Società e contratti

06 Agosto 2021

Base societaria ristretta e strategie difensive del contribuente

La consistenza dell'onere probatorio del socio che non si voglia vedere attribuita una quota degli utili non contabilizzati della società a volte risulta estremamente pressante in termini di difesa.

Con un recente intervento (ordinanza 22.07.2021, n. 20988) la Cassazione ritorna su una questione sempre estremamente attuale ed altrettanto controversa, vertente sulla presunzione di distribuzione di utili nelle società con una ristretta “compagine societaria. Nello specifico, gli Ermellini ribadiscono come, al cospetto di una società di capitali avente una base azionaria piuttosto ridotta (di solo 2 soci), la contestazione di utili non contabilizzati in capo al citato ente societario legittimerebbe pur sempre la presunzione di attribuzione “pro quota” ai soci degli utili stessi, incombendo di conseguenza su questi ultimi un pressante onere probatorio rispetto alla dimostrazione del fatto che gli stessi non li avrebbero in realtà percepiti, od anche semplicemente che gli stessi risultavano comunque accantonati o reinvestiti in ambito societario.
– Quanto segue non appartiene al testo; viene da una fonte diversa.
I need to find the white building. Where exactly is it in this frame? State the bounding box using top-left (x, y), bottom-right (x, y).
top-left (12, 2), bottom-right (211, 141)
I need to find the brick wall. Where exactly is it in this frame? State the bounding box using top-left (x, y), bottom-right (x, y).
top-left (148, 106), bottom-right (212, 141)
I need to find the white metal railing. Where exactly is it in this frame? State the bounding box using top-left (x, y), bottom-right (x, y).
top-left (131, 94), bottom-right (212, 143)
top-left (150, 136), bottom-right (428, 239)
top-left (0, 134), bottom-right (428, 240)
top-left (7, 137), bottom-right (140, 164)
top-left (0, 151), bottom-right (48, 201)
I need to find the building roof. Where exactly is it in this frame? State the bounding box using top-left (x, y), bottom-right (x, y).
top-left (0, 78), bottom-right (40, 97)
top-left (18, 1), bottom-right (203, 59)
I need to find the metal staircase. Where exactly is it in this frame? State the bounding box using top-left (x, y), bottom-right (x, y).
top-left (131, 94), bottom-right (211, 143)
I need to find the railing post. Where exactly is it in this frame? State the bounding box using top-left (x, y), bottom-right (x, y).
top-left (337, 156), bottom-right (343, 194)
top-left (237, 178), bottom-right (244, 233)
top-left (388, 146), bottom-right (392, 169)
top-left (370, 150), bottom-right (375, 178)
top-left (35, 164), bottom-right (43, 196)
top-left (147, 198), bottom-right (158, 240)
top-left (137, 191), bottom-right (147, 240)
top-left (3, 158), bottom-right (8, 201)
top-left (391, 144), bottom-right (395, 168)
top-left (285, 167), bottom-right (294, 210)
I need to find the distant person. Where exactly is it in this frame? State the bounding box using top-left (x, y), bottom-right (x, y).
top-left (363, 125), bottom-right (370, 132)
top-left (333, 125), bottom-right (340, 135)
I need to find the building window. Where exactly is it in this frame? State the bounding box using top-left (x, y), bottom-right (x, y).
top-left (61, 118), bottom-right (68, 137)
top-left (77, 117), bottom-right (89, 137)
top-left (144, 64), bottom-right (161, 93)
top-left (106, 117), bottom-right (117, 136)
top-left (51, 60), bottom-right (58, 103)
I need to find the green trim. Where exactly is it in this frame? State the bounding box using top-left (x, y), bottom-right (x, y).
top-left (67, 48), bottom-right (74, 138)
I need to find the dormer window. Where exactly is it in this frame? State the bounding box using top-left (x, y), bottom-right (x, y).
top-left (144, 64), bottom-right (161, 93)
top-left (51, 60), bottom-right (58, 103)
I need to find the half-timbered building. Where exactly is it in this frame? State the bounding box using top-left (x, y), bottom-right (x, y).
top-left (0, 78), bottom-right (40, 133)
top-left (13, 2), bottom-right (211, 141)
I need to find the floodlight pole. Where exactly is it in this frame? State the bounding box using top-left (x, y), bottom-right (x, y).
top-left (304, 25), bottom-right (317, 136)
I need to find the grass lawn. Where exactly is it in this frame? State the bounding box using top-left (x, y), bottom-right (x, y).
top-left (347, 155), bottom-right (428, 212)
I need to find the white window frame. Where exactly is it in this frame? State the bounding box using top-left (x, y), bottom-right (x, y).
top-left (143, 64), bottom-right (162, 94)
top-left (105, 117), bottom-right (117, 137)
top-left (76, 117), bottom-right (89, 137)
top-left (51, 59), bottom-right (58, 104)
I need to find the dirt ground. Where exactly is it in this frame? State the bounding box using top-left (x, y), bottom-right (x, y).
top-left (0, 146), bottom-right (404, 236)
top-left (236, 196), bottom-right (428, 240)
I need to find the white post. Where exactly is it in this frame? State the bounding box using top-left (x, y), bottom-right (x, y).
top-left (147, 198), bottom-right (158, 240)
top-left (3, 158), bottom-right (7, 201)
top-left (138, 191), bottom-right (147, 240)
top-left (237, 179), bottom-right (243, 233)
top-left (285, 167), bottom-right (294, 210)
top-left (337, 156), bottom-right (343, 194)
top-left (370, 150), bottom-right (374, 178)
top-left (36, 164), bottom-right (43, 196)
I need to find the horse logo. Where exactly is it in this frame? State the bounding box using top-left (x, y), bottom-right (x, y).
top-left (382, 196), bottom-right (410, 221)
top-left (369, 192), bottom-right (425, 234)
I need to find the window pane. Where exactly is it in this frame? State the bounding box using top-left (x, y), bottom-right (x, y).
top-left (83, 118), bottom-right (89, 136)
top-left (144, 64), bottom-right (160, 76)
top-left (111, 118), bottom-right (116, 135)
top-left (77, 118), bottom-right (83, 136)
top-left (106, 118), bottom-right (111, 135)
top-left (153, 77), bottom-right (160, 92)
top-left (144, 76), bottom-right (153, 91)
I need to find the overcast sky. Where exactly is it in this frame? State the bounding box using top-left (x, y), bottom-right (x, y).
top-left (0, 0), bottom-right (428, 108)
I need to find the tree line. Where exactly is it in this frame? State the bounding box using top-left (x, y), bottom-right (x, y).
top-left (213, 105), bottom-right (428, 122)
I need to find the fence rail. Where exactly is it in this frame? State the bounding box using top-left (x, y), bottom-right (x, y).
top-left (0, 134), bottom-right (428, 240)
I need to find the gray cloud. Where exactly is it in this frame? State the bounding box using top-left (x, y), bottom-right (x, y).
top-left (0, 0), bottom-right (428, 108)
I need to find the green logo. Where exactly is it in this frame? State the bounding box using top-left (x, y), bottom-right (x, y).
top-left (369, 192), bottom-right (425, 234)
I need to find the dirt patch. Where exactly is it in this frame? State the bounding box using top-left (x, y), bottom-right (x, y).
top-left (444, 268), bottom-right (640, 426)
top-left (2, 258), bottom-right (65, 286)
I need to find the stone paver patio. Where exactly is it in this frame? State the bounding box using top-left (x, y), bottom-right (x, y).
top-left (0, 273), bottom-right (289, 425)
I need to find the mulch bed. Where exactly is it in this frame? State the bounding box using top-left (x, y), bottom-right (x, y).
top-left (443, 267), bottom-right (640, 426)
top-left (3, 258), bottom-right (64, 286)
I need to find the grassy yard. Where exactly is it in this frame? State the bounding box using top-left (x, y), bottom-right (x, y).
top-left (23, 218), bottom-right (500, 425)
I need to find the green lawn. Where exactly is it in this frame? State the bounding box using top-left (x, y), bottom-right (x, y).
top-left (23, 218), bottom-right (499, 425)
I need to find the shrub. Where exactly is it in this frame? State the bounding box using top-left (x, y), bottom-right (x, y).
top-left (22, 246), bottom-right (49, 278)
Si tratta di una vicenda estremamente paradigmatica e di estremo interesse con riferimento al settore che vede coinvolte le società con una esigua base societaria, sovente soggetta a una diffusa metodologia di accertamento che vede addebitare ai soci il carico impositivo nascosto dalla società.

L’importanza della tematica si rileva in ordine al fatto che la fattispecie risulta estremamente diffusa nella prassi operativa delle Entrate. Tuttavia, si rileva criticamente come una tale forma di presunzione non corrisponda in realtà ad alcuna regola avente una matrice di carattere legale, non sussistendo alcuna norma che prescriva un’automatica imputazione di utili non dichiarati in capo ai soci di società di capitali, a differenza di ciò che avviene nella tassazione per trasparenza che connota le società di persone.

In concreto, quindi, può affermarsi che la prova di distribuzione di cui trattasi sembrerebbe ancorata al dispositivo dell’art. 2697 C.C.: ciò comporta che si è al cospetto di una presunzione semplice fruita ed a tratti abusata dalle Entrate.

L’argomento offre un importante spunto di riflessione sulle istanze difensive eventualmente proponibili dal contribuente interessato a un tale intervento accertativo, fondato pur sempre su “presunzioni semplici”.

Si consideri che le possibilità difensive del contribuente appaiono sicuramente più ampie in ipotesi di presunzioni semplici, in quanto in termini di giudizio occorre una approfondita verifica rispetto alla ragionevolezza del ragionamento che sostiene eventuali contestazioni.

Risulta quindi estremamente improprio parlare come nella vicenda in commento di “prova contraria” del contribuente, sia nel senso che essa non costituisce oggetto di un onere, sia nel senso che a volte essa non rappresenterebbe neanche una prova, bensì unicamente un’argomentazione che può essere proposta dal contribuente per contrastare le asserzioni del Fisco.

Al cospetto di una ricostruzione fondata su una presunzione semplice il contribuente potrebbe quindi agire con le seguenti metodiche che in sequenza possono essere presentate come segue:

  • in primo luogo, potrebbe contestare la valenza del ragionamento stante alla base dell’accertamento;
  • in seconda luogo, potrebbe attestare la mancanza dei fattori stanti alla base del processo conoscitivo addotto dall’Organo di controllo;
  • in ultimo, potrebbe apprestarsi a fornire degli elementi conoscitivi che facciano apparire incompatibile il risultato dell’accertamento, con quanto plausibilmente riscontrabile nella realtà.

Si rammenta che trattasi di inferenze presuntive: la prova va condotta da chi attesta una determinata conclusione che, nel caso in specie, concerne una contestazione di carattere tributario.